With 70 looks, the Body 2 Bin line was launched in collaboration with the London College of Fashion.
Passengers exiting the Eurostar train looked on with curiosity as models of all types strutted around the terrace of St. Pancras International wearing a mix of subcultures. These underground movements included punk, 90s club kids, Mexican, and Harlem. “We wanted really bright clothes, really bold silhouettes, and it’s really in your face to provoke thought,” Vin told fashion publication Women’s Wear Daily after the show.
Poodle and pentagram motifs, and the slogan “Fake News” decorated rubber pinafores, elongated tank tops, one-piece bathing suits, oversized tack bottoms, and deconstructed dresses.
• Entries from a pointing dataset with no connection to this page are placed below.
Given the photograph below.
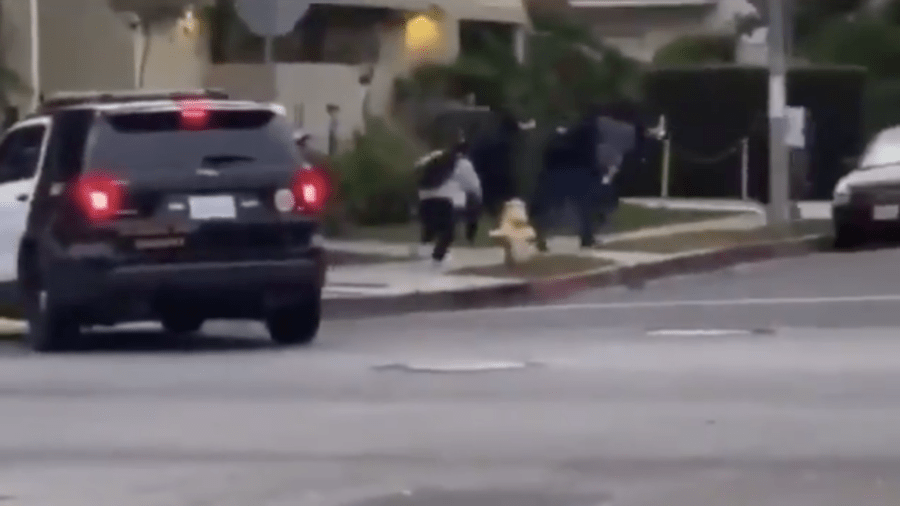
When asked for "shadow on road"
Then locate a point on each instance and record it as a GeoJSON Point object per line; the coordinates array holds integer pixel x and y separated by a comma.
{"type": "Point", "coordinates": [881, 243]}
{"type": "Point", "coordinates": [150, 341]}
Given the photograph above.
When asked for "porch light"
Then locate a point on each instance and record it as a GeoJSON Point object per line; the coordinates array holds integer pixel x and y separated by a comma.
{"type": "Point", "coordinates": [189, 23]}
{"type": "Point", "coordinates": [423, 34]}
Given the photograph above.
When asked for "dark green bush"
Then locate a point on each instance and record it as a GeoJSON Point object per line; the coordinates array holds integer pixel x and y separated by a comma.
{"type": "Point", "coordinates": [866, 42]}
{"type": "Point", "coordinates": [375, 180]}
{"type": "Point", "coordinates": [697, 49]}
{"type": "Point", "coordinates": [881, 106]}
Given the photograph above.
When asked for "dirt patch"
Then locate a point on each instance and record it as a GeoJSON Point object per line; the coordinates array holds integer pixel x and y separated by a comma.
{"type": "Point", "coordinates": [715, 239]}
{"type": "Point", "coordinates": [539, 267]}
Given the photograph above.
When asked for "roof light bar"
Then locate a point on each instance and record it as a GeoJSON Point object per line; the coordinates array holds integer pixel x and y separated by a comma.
{"type": "Point", "coordinates": [65, 99]}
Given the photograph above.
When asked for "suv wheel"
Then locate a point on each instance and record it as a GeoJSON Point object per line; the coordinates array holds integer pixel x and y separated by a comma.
{"type": "Point", "coordinates": [846, 236]}
{"type": "Point", "coordinates": [295, 324]}
{"type": "Point", "coordinates": [182, 324]}
{"type": "Point", "coordinates": [50, 327]}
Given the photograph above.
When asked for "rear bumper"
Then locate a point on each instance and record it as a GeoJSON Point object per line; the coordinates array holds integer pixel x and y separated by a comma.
{"type": "Point", "coordinates": [861, 217]}
{"type": "Point", "coordinates": [86, 281]}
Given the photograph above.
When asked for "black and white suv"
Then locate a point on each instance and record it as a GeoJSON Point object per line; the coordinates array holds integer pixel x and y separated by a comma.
{"type": "Point", "coordinates": [170, 206]}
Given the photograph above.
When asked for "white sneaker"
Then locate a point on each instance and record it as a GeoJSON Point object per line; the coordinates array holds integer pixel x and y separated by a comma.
{"type": "Point", "coordinates": [420, 251]}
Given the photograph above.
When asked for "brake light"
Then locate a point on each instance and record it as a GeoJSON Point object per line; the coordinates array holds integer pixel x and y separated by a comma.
{"type": "Point", "coordinates": [100, 196]}
{"type": "Point", "coordinates": [310, 191]}
{"type": "Point", "coordinates": [194, 114]}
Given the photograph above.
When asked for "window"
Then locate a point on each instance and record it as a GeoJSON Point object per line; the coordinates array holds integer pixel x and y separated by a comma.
{"type": "Point", "coordinates": [325, 34]}
{"type": "Point", "coordinates": [478, 36]}
{"type": "Point", "coordinates": [154, 142]}
{"type": "Point", "coordinates": [20, 153]}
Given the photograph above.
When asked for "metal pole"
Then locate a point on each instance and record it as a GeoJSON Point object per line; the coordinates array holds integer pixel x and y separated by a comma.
{"type": "Point", "coordinates": [779, 183]}
{"type": "Point", "coordinates": [667, 166]}
{"type": "Point", "coordinates": [745, 169]}
{"type": "Point", "coordinates": [267, 49]}
{"type": "Point", "coordinates": [35, 54]}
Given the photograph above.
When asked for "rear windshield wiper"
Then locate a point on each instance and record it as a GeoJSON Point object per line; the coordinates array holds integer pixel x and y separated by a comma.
{"type": "Point", "coordinates": [216, 160]}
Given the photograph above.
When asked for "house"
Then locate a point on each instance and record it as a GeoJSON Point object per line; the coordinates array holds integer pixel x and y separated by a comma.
{"type": "Point", "coordinates": [344, 52]}
{"type": "Point", "coordinates": [88, 44]}
{"type": "Point", "coordinates": [639, 28]}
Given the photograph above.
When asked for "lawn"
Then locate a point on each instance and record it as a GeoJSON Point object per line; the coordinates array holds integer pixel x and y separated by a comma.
{"type": "Point", "coordinates": [539, 267]}
{"type": "Point", "coordinates": [713, 239]}
{"type": "Point", "coordinates": [628, 217]}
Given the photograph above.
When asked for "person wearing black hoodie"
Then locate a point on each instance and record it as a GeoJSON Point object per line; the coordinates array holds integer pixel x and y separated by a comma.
{"type": "Point", "coordinates": [447, 183]}
{"type": "Point", "coordinates": [569, 177]}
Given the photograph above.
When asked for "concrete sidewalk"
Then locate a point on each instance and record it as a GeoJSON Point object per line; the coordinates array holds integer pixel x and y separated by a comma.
{"type": "Point", "coordinates": [408, 276]}
{"type": "Point", "coordinates": [809, 209]}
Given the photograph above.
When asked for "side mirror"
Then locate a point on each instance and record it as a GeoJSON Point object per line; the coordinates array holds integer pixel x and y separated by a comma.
{"type": "Point", "coordinates": [849, 163]}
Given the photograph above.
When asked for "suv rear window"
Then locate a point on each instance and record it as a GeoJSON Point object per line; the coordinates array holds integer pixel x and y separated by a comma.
{"type": "Point", "coordinates": [156, 142]}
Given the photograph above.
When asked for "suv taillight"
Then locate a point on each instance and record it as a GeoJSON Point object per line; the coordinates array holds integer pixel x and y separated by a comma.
{"type": "Point", "coordinates": [100, 197]}
{"type": "Point", "coordinates": [308, 193]}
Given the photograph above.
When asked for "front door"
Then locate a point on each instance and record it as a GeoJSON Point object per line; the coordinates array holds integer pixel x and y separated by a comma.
{"type": "Point", "coordinates": [21, 152]}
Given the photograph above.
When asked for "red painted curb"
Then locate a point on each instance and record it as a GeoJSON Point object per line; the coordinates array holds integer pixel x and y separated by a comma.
{"type": "Point", "coordinates": [546, 290]}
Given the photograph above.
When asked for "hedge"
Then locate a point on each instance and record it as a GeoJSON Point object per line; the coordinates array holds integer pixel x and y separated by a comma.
{"type": "Point", "coordinates": [711, 108]}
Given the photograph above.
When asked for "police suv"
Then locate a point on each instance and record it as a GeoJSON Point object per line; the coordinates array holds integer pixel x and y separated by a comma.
{"type": "Point", "coordinates": [175, 206]}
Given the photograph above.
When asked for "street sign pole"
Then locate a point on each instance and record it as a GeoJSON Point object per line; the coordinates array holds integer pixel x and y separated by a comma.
{"type": "Point", "coordinates": [779, 159]}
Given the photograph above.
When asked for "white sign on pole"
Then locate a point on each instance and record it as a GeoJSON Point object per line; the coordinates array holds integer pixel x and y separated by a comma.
{"type": "Point", "coordinates": [271, 18]}
{"type": "Point", "coordinates": [795, 136]}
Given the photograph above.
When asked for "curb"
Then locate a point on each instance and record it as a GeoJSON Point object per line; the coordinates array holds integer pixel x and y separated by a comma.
{"type": "Point", "coordinates": [535, 292]}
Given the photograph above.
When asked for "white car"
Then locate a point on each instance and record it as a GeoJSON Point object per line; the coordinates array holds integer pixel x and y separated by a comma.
{"type": "Point", "coordinates": [866, 201]}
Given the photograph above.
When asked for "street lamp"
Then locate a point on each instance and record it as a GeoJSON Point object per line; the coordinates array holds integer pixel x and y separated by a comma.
{"type": "Point", "coordinates": [35, 55]}
{"type": "Point", "coordinates": [779, 158]}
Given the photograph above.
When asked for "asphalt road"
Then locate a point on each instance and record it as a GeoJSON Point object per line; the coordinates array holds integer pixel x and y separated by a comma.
{"type": "Point", "coordinates": [773, 384]}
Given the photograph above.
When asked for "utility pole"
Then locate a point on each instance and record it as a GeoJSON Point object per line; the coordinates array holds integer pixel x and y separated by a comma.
{"type": "Point", "coordinates": [778, 212]}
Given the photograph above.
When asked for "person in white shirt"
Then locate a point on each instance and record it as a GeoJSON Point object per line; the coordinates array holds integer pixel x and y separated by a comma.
{"type": "Point", "coordinates": [448, 181]}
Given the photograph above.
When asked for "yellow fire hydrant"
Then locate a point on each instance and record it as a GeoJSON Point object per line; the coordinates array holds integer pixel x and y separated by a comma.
{"type": "Point", "coordinates": [515, 233]}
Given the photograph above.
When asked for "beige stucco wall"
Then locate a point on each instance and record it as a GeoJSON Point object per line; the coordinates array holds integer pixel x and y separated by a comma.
{"type": "Point", "coordinates": [84, 46]}
{"type": "Point", "coordinates": [15, 37]}
{"type": "Point", "coordinates": [641, 31]}
{"type": "Point", "coordinates": [176, 59]}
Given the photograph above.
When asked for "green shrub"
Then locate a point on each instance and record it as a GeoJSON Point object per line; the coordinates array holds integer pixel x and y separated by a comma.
{"type": "Point", "coordinates": [866, 42]}
{"type": "Point", "coordinates": [375, 181]}
{"type": "Point", "coordinates": [695, 49]}
{"type": "Point", "coordinates": [881, 106]}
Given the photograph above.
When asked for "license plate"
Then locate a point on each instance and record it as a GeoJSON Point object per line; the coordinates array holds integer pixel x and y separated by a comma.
{"type": "Point", "coordinates": [891, 212]}
{"type": "Point", "coordinates": [212, 208]}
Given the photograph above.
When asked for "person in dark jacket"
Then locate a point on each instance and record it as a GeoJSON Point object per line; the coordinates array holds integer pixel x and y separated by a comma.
{"type": "Point", "coordinates": [492, 155]}
{"type": "Point", "coordinates": [569, 177]}
{"type": "Point", "coordinates": [448, 180]}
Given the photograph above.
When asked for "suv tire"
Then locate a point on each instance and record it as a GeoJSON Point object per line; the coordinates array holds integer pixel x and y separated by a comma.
{"type": "Point", "coordinates": [50, 327]}
{"type": "Point", "coordinates": [182, 324]}
{"type": "Point", "coordinates": [846, 236]}
{"type": "Point", "coordinates": [297, 324]}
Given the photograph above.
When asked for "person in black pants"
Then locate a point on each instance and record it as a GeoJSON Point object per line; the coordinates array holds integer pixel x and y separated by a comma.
{"type": "Point", "coordinates": [569, 177]}
{"type": "Point", "coordinates": [447, 185]}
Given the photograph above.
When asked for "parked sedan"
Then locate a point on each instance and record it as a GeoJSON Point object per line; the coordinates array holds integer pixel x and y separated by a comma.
{"type": "Point", "coordinates": [867, 200]}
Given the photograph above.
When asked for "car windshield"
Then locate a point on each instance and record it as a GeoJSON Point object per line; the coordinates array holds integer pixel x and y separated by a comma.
{"type": "Point", "coordinates": [883, 150]}
{"type": "Point", "coordinates": [157, 141]}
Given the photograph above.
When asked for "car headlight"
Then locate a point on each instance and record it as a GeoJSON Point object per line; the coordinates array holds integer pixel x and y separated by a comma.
{"type": "Point", "coordinates": [841, 197]}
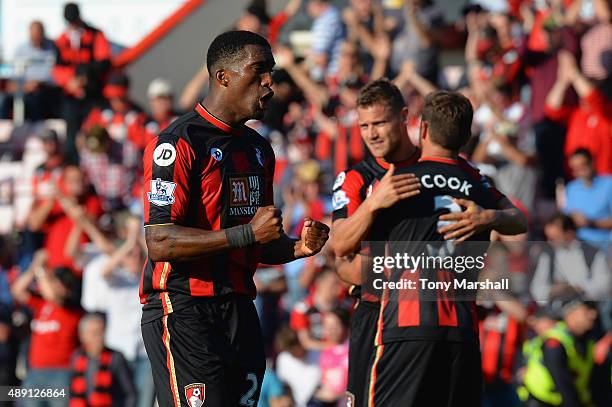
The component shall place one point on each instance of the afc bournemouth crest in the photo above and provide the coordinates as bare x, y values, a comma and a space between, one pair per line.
162, 192
195, 394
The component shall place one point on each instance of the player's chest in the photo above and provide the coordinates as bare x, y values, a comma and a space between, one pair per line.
235, 178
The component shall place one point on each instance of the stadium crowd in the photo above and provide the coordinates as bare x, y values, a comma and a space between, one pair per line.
537, 73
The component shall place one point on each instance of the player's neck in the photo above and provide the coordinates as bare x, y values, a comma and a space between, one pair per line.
437, 151
402, 155
218, 108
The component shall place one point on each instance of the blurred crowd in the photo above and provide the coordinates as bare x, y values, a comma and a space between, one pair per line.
536, 71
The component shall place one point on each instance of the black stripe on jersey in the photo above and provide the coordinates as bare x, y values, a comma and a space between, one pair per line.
162, 214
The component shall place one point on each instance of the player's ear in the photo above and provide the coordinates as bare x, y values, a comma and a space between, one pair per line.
222, 77
423, 130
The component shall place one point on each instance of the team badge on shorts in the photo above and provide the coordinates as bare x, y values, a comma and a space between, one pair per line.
259, 155
195, 393
350, 399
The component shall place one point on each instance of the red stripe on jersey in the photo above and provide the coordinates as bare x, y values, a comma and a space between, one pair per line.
408, 306
147, 175
509, 349
218, 123
157, 274
203, 285
181, 177
490, 354
351, 186
447, 312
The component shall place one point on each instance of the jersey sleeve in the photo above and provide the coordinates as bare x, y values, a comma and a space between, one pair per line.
270, 161
168, 162
347, 194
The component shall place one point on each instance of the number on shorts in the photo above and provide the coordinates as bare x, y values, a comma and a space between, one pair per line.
246, 400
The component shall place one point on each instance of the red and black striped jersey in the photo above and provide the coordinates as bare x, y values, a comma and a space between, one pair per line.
410, 227
354, 185
202, 173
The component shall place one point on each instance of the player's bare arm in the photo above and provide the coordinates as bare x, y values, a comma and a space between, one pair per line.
349, 233
283, 250
349, 268
173, 242
507, 220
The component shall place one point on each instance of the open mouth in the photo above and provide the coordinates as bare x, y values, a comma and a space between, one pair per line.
266, 98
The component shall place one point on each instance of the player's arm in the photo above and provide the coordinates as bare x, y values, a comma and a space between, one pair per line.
507, 219
173, 242
286, 249
349, 268
348, 233
168, 162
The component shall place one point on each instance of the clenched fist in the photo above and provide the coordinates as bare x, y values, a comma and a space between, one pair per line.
313, 237
267, 224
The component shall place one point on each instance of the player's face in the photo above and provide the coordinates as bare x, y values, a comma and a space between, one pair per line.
381, 129
252, 86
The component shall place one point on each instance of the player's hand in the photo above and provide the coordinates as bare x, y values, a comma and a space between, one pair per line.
392, 189
313, 237
466, 224
267, 224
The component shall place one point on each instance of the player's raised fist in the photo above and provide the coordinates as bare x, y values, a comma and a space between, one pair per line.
392, 189
267, 224
313, 237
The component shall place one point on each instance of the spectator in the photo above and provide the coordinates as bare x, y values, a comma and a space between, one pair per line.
588, 200
273, 392
506, 149
39, 95
296, 367
591, 117
334, 360
56, 310
307, 316
160, 114
100, 376
542, 65
551, 376
327, 35
111, 179
569, 265
51, 215
83, 61
418, 38
110, 285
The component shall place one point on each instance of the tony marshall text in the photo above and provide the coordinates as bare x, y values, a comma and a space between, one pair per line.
426, 284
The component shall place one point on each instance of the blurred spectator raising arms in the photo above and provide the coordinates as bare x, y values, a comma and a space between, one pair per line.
100, 376
588, 200
40, 96
82, 64
56, 310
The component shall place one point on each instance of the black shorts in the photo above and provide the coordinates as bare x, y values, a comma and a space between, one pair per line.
211, 351
361, 350
425, 373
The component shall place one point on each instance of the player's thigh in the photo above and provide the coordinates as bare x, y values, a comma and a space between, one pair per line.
466, 384
399, 374
361, 351
250, 363
188, 358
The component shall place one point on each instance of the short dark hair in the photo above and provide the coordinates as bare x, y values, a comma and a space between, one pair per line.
583, 152
565, 221
449, 118
228, 47
381, 91
72, 13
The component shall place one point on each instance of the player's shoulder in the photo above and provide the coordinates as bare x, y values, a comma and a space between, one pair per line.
364, 172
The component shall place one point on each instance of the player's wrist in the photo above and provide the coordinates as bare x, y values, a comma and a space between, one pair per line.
240, 236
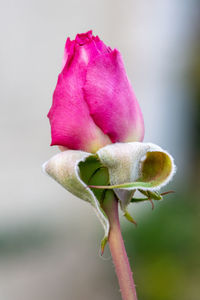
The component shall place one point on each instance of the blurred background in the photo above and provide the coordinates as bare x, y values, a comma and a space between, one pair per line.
49, 240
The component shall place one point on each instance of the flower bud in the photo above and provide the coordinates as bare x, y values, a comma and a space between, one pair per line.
93, 103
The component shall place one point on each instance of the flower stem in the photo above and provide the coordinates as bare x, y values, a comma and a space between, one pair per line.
118, 252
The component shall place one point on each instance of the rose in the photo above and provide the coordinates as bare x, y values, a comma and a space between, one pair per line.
93, 103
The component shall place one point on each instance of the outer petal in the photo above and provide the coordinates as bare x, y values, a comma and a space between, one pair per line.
111, 100
64, 168
71, 123
135, 165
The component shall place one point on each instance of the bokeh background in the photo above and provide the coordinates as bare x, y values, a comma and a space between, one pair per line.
49, 240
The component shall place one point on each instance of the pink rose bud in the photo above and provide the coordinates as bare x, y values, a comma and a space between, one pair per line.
93, 103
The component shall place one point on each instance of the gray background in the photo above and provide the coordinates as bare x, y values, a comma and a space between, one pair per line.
154, 39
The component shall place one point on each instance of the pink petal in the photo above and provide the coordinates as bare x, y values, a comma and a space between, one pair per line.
112, 103
71, 123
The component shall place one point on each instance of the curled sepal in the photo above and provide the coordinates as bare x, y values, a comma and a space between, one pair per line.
132, 166
65, 168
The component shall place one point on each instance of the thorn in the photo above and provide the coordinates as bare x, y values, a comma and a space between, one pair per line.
169, 192
103, 244
129, 218
152, 204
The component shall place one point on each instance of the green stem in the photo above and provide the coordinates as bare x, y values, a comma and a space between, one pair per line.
118, 251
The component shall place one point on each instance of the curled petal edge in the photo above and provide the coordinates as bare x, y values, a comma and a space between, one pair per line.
145, 166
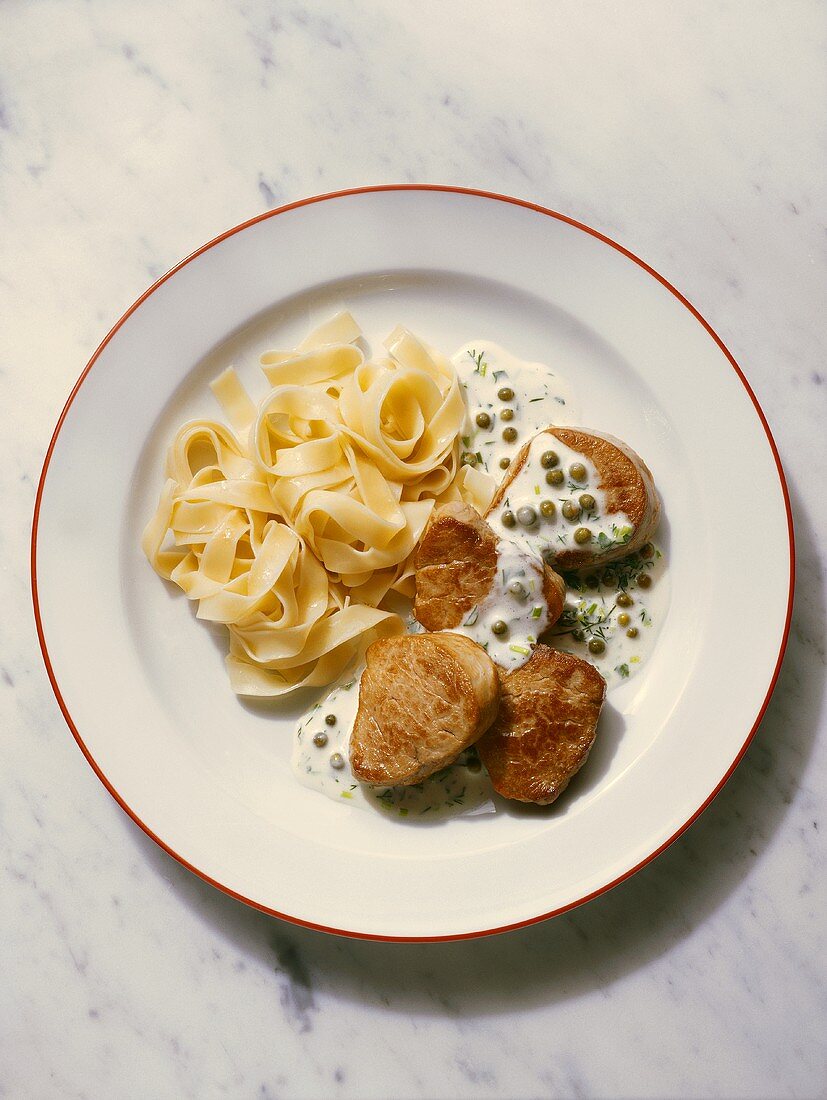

Vin and Omi have made a stance for a new approach to fashion since the brand started. This season, the pair has possibly made their strongest statement yet. Claiming a new religion, anplastic eco one, intelligence, respect for the earth, and responding to environmental and political issues with urgency were key aspects of the beliefs. Poodles are among the smartest dogs; the pentagram is a pagan symbol for the five elements.
According to Vin,
We really wanted to talk about a new religion because I think people just stopped thinking and we wanted to encourage it again. We wanted people to start thinking about their own actions and we’re using this collection to provoke thought.
A younger energy and “clubbier vibe” was brought to their brand. This was done without loosing their sustainability message. The rubber used was eco latex made from a Malaysian rubber plantation, the bustiers were made from vegan leather, quilted bomber jackets had pleather detailing. Shoes meant for landfills were turned into hybrids, and old trainers were mounted on the base of other shoes or tops of bags. This gave the collection a sense of playfulness and wit.
The Bin 2 Body collection began back in June during the men’s fashion shows. Students collected plastic bottles from the BFC Showspace and turned them into durable textiles. This season saw the fruits of that labor in the form of accessories–a series of made-to-order bags, some resembling actual bin liners, and necklaces spelling out “think.”